Marina Wes: Innovative and Competitive Poland - Towards Low Emission Transformation

January 11, 2016


Marina Wes, Country Manager for Poland Innovative and Competitive Poland - Towards Low Emission Transformation Warsaw, Poland

As Prepared for Delivery

It is my honor and sincere pleasure to open this workshop. I would like to welcome our distinguished speakers and participants.  Emissions, and more general air pollution is currently a hot topic across all the whole world – and also in Poland. When we talk about emissions, we refer not only to industrial or carbon-like emissions. But also, transport based pollution or so called “low emission” pollutions from households. This kind of pollution is dispersed widely and is difficult to influence through policy as it often requires “behavioral” change.

I would like to convey my congratulations on the preparation of the new draft National Program of Low Emission Economy. Its comprehensive coverage, and its detail, make it great food for thoughts and discussions - which I believe, this conference will only start.

I would also like to thank Mr. Zbigniew Kamienski and his staff for the excellent and fruitful cooperation with the World Bank. We at the World Bank learn much by working with sophisticated clients like Poland on cutting-edge technical issues.

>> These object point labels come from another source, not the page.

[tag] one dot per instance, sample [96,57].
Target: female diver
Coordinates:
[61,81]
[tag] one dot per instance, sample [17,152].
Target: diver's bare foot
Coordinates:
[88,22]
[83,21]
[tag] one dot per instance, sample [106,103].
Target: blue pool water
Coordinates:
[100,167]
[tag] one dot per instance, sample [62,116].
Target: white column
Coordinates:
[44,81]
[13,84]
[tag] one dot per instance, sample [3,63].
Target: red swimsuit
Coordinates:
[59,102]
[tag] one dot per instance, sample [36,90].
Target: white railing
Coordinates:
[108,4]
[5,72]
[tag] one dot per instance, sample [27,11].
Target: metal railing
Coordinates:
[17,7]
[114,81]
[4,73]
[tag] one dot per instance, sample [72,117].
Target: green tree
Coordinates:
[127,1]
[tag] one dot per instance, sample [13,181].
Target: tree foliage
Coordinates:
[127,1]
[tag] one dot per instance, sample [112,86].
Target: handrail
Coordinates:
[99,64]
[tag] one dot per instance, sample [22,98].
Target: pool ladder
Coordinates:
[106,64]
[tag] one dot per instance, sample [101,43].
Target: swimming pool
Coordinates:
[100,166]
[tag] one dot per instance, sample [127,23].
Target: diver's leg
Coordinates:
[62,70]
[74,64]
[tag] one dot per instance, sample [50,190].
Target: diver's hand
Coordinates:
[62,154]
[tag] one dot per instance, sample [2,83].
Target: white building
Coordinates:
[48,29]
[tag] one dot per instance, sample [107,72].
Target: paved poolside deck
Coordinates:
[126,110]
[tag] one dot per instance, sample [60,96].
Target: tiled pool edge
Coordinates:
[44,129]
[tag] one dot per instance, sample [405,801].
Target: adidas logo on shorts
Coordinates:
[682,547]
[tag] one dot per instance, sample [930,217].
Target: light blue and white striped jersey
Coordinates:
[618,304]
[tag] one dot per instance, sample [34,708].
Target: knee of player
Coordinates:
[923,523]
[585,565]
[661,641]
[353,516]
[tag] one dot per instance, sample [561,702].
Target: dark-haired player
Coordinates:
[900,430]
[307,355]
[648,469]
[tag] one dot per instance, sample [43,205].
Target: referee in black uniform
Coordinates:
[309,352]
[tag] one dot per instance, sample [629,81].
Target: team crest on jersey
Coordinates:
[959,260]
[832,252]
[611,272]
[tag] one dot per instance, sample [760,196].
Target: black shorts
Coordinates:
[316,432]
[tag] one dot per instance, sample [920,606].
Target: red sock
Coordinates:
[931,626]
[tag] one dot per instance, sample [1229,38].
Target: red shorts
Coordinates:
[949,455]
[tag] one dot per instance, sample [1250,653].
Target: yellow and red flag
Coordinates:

Today Poland is at a special juncture, with a new government. The new authorities target dynamic and inclusive economic growth. To plan and implement comprehensive and effective policy change, thorough impact assessments are often required. The success of reforms will often depend on detailed parameters (“the devil is in the detail”) which can be tested using technical tools.

The work that we are discussing today, partially financed by a WB grant, is a small step in this direction. We believe that this grant can contribute to further strengthening of the public administration in Poland. Poland still lacks institutional capacity for systematic economic, fiscal, and distributional impact assessments of economic and sectoral policies. Building such capacity would help better inform policy choices in a world with complex and complicated political, economic, and social inter-dependencies. 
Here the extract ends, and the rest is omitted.